Im Gegensatz zu den vorausgegangenen Jahrzehnten seit der Unabhängigkeit Syriens, in denen die Staatsstreiche durch Armeeoffiziere sehr zahlreich gewesen waren, brachte die alewitische Kontrolle über Armee und Sicherheitskräfte für dreissig Jahre Stabilität. Die Alewiten, eine Minderheit von rund 15 Prozent der Bevölkerung, wussten genau, dass eine Erschütterung oder gar Beseitigung ihres Regimes vor allem ihnen selbst schlecht bekommen würde. Schliesslich hatten sie während Jahrhunderten, bevor ihnen Hafez al-Asad eine Machtposition verschafft hatte, eine stark diskriminierte Minderheit gebildet.
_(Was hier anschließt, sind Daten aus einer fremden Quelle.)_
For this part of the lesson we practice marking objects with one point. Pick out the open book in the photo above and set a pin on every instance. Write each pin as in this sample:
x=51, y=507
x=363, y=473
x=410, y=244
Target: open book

Im Sommer 2011 entstand die Volksbewegung gegen Asad, die weitgehend von Angehörigen der sunnitischen Mehrheit getragen wurde. Als der Armee befohlen wurde, auf die anfänglich friedfertig protestierenden Massen zu schiessen, ergaben sich unvermeidlich Spannungen. Auf der einen Seite standen die alewitischen Eliteeinheiten und führenden Armeekommandanten, auf der Gegenseite die weitgehend sunnitische Basis der Streitkräfte.
Dies führte ab August 2011 zu Desertionen sunnitischer Mannschaften und Offiziere meist unteren Ranges, zur Bildung der Freien Syrischen Armee (FSA) und zur Bewaffnung des bis dahin auf Gewaltlosigkeit ausgehenden Widerstands. Die Desertionen reduzierten den Mannschaftsbestand der Armee, doch deren Struktur blieb bestehen, und der Widerstandswille der alewitischen Machthaber innerhalb der Streitkräfte wuchs mit der Gefahr, der sie sich selbst, die Ihrigen und ihr Regime ausgesetzt sahen.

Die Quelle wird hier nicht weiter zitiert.